There are several methods to figure out what hardware is available, busy, and offline in the cluster.

Using the online hardware table

You can visit the Hardware Table page on the documentation website to get a live view of the cluster's hardware availability in your browser.

tip

The in-browser hardware table automatically updates once per minute if you are logged in!

Using sinfo

The Slurm standard sinfo can be used to check current cluster status and node availability.

Partition Summary

To generate a row per partition with summary availability information, use the following command.

sinfo -s

Example output:

PARTITION AVAIL  TIMELIMIT   NODES(A/I/O/T) NODELIST
work1 up infinite 3/18/0/21 node[0400-0401,0403-0419,0421,1036]

The NODES(A/I/O/T) column lists the nodes Allocated (in-use), Idle, Other, and Total.

Per Node Configuration Summary

To generate a row per each node configuration (CPU, memory, and GPU count) with summary availability information, use the following command.

sinfo -eO "CPUs:8,Memory:9,Gres:14,NodeAIOT:16,NodeList:50"

Example output:

CPUS    MEMORY   GRES          NODES(A/I/O/T)  NODELIST
64 256831 gpu:a100:2 4/16/0/20 node[0400-0401,0403-0419,0421]
128 1031142 gpu:mi210:1 0/1/0/1 node1036

The CPU column provides the total core count, the Memory column provides the number of megabytes of memory, the GRES column provides any GPUs, and the NODES(A/I/O/T) column lists the nodes Allocated (in-use), Idle, Other, and Total.
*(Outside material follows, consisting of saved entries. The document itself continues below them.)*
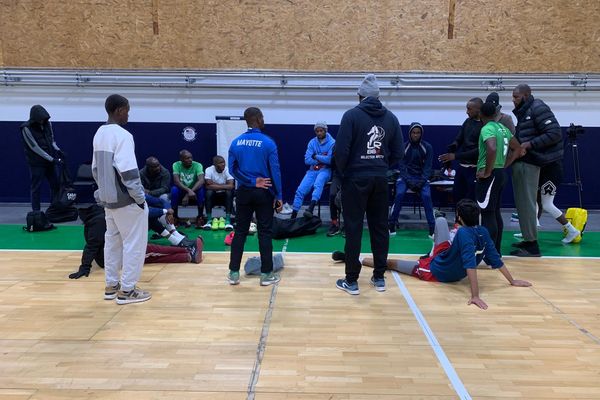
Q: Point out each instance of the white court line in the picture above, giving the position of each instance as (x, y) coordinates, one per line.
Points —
(309, 252)
(459, 387)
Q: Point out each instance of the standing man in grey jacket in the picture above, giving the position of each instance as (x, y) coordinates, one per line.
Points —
(121, 193)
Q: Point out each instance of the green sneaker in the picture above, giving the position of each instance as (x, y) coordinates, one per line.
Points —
(269, 279)
(233, 278)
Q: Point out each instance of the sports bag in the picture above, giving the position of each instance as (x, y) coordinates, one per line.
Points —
(578, 218)
(37, 221)
(62, 209)
(301, 226)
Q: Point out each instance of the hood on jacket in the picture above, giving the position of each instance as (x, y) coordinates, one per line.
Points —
(38, 113)
(414, 125)
(372, 106)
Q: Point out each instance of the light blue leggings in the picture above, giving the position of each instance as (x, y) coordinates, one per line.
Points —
(314, 180)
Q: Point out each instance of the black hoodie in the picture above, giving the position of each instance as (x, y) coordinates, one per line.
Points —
(369, 140)
(38, 139)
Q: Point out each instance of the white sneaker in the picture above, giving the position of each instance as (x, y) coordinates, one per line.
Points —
(571, 235)
(286, 209)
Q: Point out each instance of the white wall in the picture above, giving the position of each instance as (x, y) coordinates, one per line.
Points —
(280, 106)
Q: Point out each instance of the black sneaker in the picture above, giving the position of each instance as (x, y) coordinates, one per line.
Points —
(338, 256)
(527, 249)
(525, 253)
(392, 229)
(334, 229)
(185, 242)
(196, 250)
(520, 245)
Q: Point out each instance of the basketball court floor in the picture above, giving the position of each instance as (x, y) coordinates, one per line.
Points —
(199, 338)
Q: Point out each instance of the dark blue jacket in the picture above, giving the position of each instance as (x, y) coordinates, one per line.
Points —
(254, 155)
(416, 167)
(369, 140)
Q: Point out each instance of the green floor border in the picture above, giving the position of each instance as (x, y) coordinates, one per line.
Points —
(70, 237)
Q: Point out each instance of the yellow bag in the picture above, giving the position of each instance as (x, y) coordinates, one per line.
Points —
(578, 218)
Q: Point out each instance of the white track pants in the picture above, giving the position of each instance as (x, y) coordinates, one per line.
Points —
(125, 245)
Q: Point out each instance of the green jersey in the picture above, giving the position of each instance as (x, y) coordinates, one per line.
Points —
(188, 176)
(502, 135)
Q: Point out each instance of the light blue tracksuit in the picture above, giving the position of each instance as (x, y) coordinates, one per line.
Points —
(319, 172)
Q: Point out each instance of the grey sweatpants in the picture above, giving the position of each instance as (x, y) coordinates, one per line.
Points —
(525, 184)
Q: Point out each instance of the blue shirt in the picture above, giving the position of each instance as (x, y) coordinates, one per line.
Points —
(254, 155)
(471, 244)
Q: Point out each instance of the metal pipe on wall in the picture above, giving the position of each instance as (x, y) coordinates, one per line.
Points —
(293, 80)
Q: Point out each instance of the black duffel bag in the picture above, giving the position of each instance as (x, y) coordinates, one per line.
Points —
(37, 221)
(62, 208)
(301, 226)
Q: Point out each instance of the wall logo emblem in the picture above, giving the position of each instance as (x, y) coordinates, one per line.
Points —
(189, 134)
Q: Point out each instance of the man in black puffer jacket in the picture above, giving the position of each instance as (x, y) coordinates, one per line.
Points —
(541, 141)
(368, 142)
(41, 152)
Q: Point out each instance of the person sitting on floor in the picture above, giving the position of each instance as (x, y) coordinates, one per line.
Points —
(219, 185)
(94, 228)
(188, 179)
(453, 258)
(415, 171)
(318, 158)
(156, 179)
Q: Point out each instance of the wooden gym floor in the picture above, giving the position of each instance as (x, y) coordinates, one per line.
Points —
(199, 338)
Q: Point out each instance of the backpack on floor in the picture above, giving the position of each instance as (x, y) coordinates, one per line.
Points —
(62, 209)
(578, 218)
(37, 221)
(301, 226)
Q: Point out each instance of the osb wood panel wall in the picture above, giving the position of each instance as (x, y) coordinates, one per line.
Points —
(317, 35)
Checking Nodes Partially In Use

Although a node may be listed as allocated, there may be some resources left. This puts the node in a "mixed" state. We can check nodes in this state and see how much CPU and GPUs are available with the following command.

sinfo -NO "CPUs:8,CPUsState:16,Memory:9,AllocMem:10,Gres:14,GresUsed:24,NodeList:50" -t mixed

Example output:

CPUS    CPUS(A/I/O/T)   MEMORY   ALLOCMEM  GRES          GRES_USED               NODELIST
64 20/44/0/64 256831 4096 gpu:a100:2 gpu:a100:0(IDX:N/A) node0403
64 45/19/0/64 256831 4096 gpu:a100:2 gpu:a100:2(IDX:0-1) node0404
64 61/3/0/64 256831 8192 gpu:a100:2 gpu:a100:1(IDX:0) node0405

This output provided the number of number of cores by state in the format "allocated/idle/other/total" in the column CPUS(A/I/O/T). It also shows the memory already in use (ALLOCMEM) and GPUs in use (GRES_USED).

In this example, the first node has 44 cores, 252GB memory (256GB - 4GB), and 2 GPUs free. The second has 19 cores, 252GB memory, and no GPUs free. The third has 3 cores, 248GB memory, and 1 GPU free.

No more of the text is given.